The cheapest paint will take much longer to apply and need more coats
As that more that doubles the labor, I don't see how that saves the H/O any money

Seriously, my bid for the job with a quality ceiling paint would be _much_ less than one with some Wal*Mart/HomeDepot crap


----------



## Twust1285 (May 7, 2008)

I am not a professional painter. I have given her advice to hire a painter but she does not want the hassle of finding another quality sub....being that it is very very very difficult to find them. So I told her i would do it, I have scraped popcorn off of ceilings, and I have also painted them, but I would not dare to call myself a professional. I own a Marble/Tile business, and I am a professional and to think of a painter trying to do a marble floor would be crazy to me, and I'm sure it's the same with a tile guy trying to paint, but she insists on me doing tohe job so i will do it. She has told me to buy the cheapest paint, I do not have much experience with bidding paint jobs, with tile/marble they never know what it costs, but this is a different situation here. This is why iw as asking the question. Thanks Guys


----------



## slickshift (Jun 14, 2005)

For some reason some contractors think the answer "but the customer wants it that way" actually gives them a reason to shortcut, hack, botch, do things out of their specialty...

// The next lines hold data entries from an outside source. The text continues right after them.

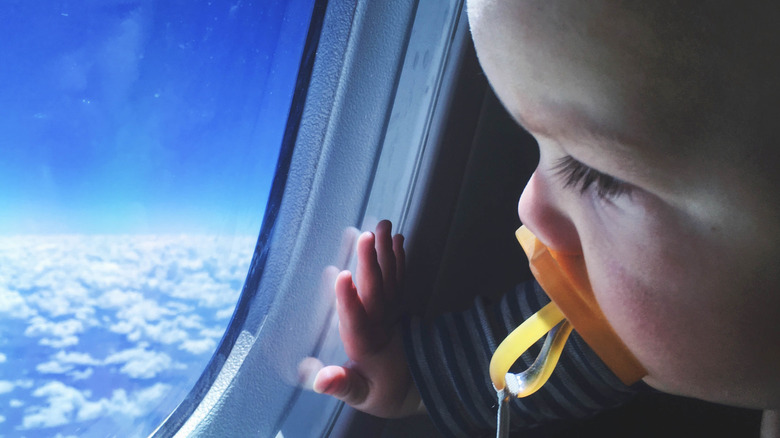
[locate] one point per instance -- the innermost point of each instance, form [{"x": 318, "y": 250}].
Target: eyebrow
[{"x": 554, "y": 120}]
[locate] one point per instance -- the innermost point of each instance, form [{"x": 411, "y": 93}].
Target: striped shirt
[{"x": 449, "y": 360}]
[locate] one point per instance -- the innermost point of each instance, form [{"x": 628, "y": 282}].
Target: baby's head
[{"x": 660, "y": 163}]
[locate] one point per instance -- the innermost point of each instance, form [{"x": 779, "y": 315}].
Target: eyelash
[{"x": 578, "y": 175}]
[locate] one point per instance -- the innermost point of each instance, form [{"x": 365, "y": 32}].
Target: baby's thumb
[{"x": 343, "y": 383}]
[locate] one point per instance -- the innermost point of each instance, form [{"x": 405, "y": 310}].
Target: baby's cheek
[{"x": 641, "y": 299}]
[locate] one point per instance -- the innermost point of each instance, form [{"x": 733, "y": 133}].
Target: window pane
[{"x": 139, "y": 141}]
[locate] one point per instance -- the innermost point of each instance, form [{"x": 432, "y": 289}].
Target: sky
[
  {"x": 143, "y": 116},
  {"x": 138, "y": 142}
]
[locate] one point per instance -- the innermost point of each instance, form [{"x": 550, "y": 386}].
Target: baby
[{"x": 659, "y": 163}]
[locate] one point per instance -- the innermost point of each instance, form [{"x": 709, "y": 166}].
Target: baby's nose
[{"x": 541, "y": 210}]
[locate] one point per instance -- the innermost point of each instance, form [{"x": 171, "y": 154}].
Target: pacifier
[{"x": 565, "y": 280}]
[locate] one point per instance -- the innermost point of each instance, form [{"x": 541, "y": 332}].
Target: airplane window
[{"x": 139, "y": 140}]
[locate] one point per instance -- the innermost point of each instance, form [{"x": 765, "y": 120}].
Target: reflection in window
[{"x": 139, "y": 140}]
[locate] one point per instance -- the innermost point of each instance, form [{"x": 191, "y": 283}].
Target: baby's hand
[{"x": 376, "y": 378}]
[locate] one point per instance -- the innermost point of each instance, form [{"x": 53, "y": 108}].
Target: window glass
[{"x": 138, "y": 143}]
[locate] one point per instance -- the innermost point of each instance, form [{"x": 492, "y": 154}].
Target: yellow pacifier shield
[{"x": 565, "y": 280}]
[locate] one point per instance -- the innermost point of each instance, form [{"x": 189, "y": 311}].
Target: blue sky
[{"x": 142, "y": 116}]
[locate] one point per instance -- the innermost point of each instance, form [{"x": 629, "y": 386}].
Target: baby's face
[{"x": 641, "y": 171}]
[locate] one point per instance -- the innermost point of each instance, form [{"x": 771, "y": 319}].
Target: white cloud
[
  {"x": 13, "y": 305},
  {"x": 82, "y": 375},
  {"x": 63, "y": 362},
  {"x": 53, "y": 367},
  {"x": 198, "y": 346},
  {"x": 140, "y": 363},
  {"x": 149, "y": 290},
  {"x": 63, "y": 333},
  {"x": 6, "y": 386},
  {"x": 64, "y": 404}
]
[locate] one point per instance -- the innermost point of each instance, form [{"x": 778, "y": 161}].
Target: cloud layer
[{"x": 103, "y": 332}]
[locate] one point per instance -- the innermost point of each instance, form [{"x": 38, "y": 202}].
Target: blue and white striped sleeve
[{"x": 449, "y": 360}]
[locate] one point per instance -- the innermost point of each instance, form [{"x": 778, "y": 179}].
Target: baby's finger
[
  {"x": 369, "y": 277},
  {"x": 400, "y": 260},
  {"x": 386, "y": 258},
  {"x": 343, "y": 383},
  {"x": 355, "y": 328}
]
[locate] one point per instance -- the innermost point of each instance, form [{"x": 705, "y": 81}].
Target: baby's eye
[{"x": 582, "y": 177}]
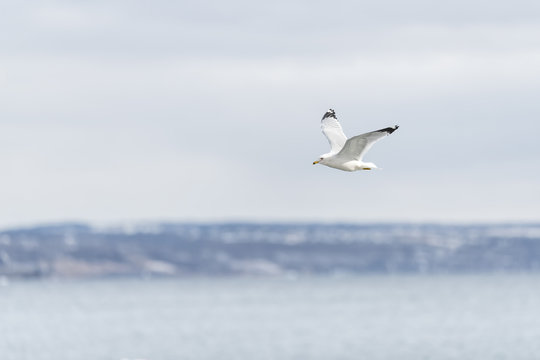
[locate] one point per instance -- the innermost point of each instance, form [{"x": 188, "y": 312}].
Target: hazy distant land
[{"x": 179, "y": 249}]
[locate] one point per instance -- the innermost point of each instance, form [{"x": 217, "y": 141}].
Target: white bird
[{"x": 346, "y": 154}]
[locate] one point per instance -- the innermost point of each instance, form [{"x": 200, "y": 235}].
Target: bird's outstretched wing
[
  {"x": 357, "y": 146},
  {"x": 333, "y": 131}
]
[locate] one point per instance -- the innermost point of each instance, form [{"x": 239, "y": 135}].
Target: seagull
[{"x": 346, "y": 154}]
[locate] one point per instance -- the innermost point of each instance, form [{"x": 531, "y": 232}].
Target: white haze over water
[{"x": 210, "y": 111}]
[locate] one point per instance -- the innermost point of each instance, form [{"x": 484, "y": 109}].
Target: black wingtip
[{"x": 330, "y": 113}]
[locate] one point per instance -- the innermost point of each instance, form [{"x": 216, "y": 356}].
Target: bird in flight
[{"x": 346, "y": 154}]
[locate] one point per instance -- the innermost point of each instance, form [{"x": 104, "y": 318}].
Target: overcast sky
[{"x": 202, "y": 111}]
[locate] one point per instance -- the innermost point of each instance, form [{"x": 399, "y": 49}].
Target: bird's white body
[
  {"x": 352, "y": 165},
  {"x": 346, "y": 154}
]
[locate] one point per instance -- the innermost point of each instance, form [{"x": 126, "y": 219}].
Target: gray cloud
[{"x": 186, "y": 111}]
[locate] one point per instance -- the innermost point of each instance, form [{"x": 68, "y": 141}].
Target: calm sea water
[{"x": 366, "y": 317}]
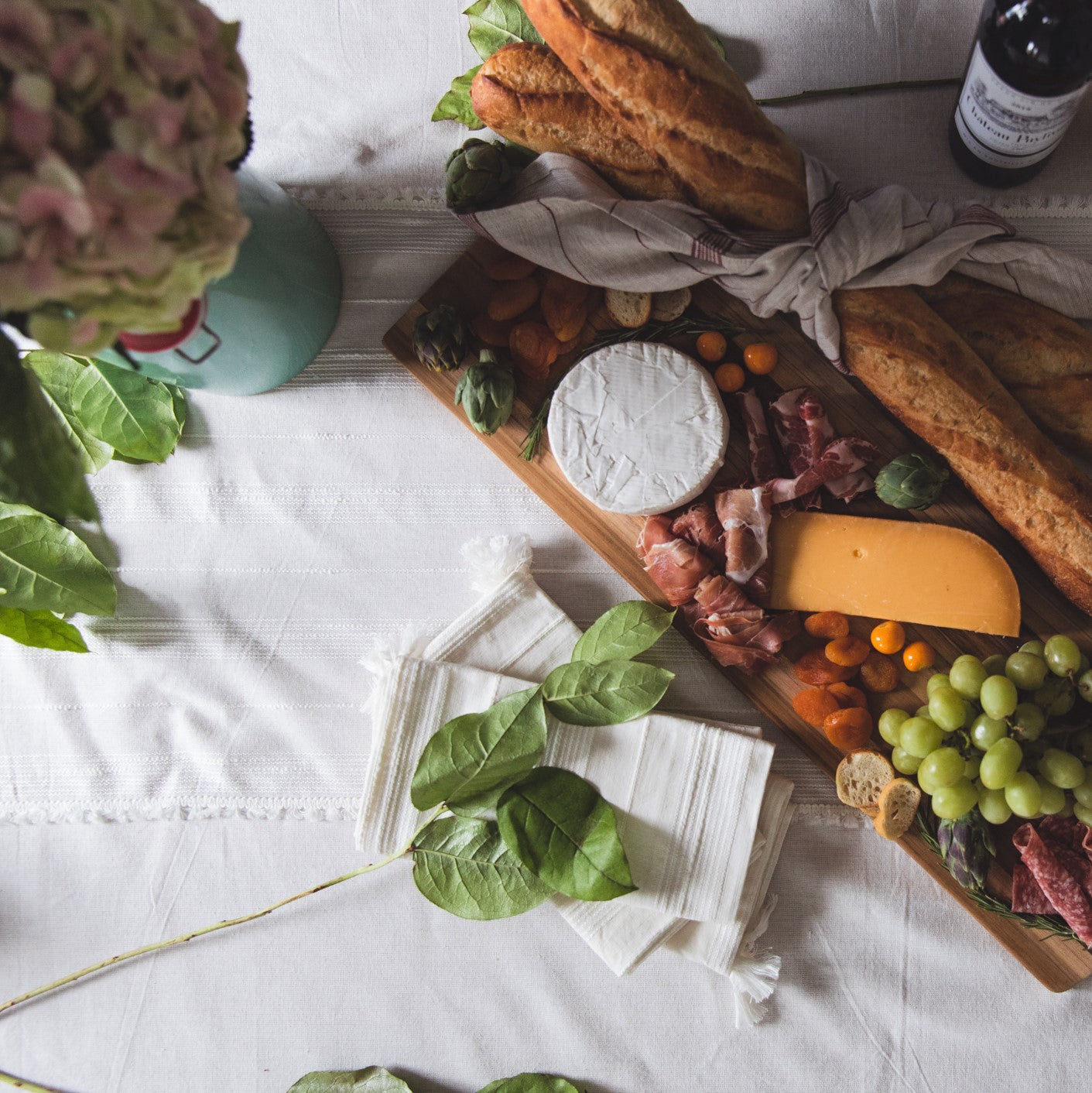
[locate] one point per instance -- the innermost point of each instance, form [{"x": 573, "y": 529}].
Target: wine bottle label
[{"x": 1006, "y": 128}]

It's OK to say No Thank You

It's OK to say That's not the right way to do it
It's OK to tell them why it's not the right way

If she told you to buy the cheapest tile, would you?


----------



## chris n (Oct 14, 2003)

You can get MURESCO CEILING WHITE by Ben moore for about $13, great paint,good price, whats she gonna say or know?:w00t:


----------



## abm2958 (Jan 8, 2008)

I agree that Muresco is the way to go with this, great paint at a reasonable price. I'd probably go with one coat of 123 as a primer and then one coat of Muresco over it if they are trying to reduce costs.


----------



## artinall (Aug 14, 2007)

Careful scraping that popcorn ceiling -- when was it applied ( asbestos risk? )
http://bigrehab.com/acoustic-ceilings-removal-asbestos-concerns
http://www.buzzle.com/articles/popcorn-ceiling-asbestos.html

Cheapest ceiling paint -- specify # coats, and she pays for extra coats.


----------



## Frankawitz (Jun 17, 2006)

Cheap paint:whistling gonna get pain in the azz. as for painters doing tile I know a few and I also know roofers who paint. cause she wants it cheap I would charge an extra 10% and get some good paint so you don't have to coat it three or four times.:thumbsup: good luck.


----------